The book also documents Ginsburg’s slow-and-steady advancement of women’s rights. “I think her incrementalism is in many ways a strategy,” says Carmon. “I think part of it has to do with the role of the law, law is about precedent. You don’t get to go in and thump your fist and say ‘I know what’s right.’” Ginsburg’s incrementalism led to major victories on behalf of pregnant women and single fathers, which set legal precedent to what she called a “policy of neutrality” when it comes to gender.

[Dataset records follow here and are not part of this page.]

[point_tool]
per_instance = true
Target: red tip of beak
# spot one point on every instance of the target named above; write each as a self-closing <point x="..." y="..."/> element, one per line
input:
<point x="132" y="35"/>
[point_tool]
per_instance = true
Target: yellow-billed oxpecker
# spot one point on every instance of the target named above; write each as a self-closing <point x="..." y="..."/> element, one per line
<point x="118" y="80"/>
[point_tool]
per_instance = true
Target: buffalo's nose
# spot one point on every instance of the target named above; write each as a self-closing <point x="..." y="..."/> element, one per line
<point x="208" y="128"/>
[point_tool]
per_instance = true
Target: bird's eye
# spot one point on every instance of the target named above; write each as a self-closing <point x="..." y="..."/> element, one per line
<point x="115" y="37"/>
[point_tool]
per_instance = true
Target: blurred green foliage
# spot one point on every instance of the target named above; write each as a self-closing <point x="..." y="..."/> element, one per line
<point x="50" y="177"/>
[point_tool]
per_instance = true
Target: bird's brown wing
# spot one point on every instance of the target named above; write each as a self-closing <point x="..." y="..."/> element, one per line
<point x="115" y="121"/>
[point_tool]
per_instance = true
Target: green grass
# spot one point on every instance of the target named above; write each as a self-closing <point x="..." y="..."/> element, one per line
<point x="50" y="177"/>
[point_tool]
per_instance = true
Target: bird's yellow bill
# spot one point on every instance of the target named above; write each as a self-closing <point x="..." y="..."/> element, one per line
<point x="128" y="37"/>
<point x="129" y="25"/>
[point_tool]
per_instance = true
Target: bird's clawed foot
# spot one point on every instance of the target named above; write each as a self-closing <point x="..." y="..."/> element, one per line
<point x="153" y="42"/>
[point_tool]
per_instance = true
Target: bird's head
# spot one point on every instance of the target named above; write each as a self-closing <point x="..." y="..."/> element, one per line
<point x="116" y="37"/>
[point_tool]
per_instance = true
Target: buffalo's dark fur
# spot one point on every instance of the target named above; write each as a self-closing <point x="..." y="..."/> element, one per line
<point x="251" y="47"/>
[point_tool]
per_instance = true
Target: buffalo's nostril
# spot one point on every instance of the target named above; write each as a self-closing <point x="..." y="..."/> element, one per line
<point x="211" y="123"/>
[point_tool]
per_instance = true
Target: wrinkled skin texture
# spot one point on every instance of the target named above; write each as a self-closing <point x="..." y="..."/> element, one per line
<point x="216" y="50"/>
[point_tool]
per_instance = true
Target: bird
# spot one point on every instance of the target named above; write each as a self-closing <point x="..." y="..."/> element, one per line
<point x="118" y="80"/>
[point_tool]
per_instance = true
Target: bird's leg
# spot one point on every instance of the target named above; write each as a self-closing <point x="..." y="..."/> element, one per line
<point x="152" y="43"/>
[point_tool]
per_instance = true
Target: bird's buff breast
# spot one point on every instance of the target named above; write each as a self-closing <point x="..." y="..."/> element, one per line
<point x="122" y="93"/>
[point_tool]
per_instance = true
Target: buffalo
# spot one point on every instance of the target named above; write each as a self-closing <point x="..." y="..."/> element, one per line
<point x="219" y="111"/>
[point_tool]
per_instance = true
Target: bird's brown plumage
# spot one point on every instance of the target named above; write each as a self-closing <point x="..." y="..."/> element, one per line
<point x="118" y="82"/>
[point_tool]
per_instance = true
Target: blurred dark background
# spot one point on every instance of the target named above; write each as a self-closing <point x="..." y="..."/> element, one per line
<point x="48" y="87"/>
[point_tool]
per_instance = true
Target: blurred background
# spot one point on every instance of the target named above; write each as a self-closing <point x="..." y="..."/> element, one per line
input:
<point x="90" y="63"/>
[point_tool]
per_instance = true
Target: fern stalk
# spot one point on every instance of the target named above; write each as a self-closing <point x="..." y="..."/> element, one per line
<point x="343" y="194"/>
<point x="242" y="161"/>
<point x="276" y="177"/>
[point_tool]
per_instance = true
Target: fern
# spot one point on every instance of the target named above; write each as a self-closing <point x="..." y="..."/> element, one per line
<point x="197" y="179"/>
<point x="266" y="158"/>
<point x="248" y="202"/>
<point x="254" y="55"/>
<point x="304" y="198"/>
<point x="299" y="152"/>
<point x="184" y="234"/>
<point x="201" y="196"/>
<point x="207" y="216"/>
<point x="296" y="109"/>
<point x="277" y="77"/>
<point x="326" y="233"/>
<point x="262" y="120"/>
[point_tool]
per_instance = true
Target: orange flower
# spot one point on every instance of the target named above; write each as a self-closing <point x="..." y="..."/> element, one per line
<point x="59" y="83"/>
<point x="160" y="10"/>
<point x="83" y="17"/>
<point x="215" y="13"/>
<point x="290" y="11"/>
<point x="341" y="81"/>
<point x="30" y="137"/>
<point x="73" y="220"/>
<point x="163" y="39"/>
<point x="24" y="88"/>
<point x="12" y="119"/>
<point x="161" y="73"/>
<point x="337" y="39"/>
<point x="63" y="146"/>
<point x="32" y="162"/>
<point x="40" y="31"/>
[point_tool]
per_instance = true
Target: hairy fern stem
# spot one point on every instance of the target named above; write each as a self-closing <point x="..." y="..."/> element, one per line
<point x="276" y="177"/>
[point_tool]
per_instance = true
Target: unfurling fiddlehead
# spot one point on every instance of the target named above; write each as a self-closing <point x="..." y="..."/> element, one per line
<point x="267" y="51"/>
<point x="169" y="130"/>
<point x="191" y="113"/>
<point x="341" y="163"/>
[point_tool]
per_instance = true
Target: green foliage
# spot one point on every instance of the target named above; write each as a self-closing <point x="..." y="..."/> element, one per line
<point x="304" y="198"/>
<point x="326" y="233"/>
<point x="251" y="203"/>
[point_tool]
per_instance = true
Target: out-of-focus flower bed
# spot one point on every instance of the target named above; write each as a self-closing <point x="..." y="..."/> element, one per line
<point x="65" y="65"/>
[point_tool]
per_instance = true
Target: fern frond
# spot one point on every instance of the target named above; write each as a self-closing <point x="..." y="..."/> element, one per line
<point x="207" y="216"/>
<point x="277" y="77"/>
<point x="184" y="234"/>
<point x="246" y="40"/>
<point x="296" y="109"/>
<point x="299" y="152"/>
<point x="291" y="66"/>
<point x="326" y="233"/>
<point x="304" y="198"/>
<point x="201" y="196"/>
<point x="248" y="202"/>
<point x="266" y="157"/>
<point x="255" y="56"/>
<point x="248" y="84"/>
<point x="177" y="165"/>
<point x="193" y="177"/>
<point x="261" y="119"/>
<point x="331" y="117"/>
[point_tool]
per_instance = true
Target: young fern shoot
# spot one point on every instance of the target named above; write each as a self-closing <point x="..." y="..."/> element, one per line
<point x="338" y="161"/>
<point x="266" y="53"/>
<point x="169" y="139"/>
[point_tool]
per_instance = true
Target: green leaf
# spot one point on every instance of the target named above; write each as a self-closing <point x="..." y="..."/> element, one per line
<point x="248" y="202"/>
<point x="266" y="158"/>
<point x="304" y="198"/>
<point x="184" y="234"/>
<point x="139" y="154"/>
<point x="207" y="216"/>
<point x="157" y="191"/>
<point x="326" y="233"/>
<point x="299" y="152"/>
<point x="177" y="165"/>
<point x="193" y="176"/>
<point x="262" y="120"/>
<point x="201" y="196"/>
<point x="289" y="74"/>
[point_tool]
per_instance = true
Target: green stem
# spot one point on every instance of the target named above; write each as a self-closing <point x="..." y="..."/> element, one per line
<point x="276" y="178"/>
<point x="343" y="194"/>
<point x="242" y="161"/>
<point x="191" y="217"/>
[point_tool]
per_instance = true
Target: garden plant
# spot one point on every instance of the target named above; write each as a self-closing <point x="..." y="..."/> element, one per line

There’s also a sense that Ginsburg’s slow, concrete advancements might be a more tangible way to approach women’s rights than the click-bait feminism of today’s internet. “Shana and I both fear the burnout of internet outrage culture,” says Carmon, a former Jezebel writer. She notes that most of outrage culture is “grounded in substantive concerns,” but she sees too little conversation about “how should this movement move forward for sustainable change.” Shana agrees, noting that much of Ginsburg’s success comes from “framing conversations in such a way that will not alienate people who may not yet be on board.”
Ginsburg’s next big battle may be on reproductive rights, as the court decides whether to revisit abortion rights in the next term. Given the current makeup of the court, the only way to keep abortion clinics open in some states would be if Ruth Bader Ginsburg convinces Justice Anthony Kennedy that restrictions are placing an “undue burden” on women seeking abortions. “She’s going to have to say to him ‘Did you mean for women to have to drive 250 miles each way to access an abortion?'” Carmon says.
Advocates for reproductive rights hope Ginsburg can follow the advice she gave in a lecture to Harvard students this year : “Fight for the things that you care about, but do it in a way that will lead others to join you.”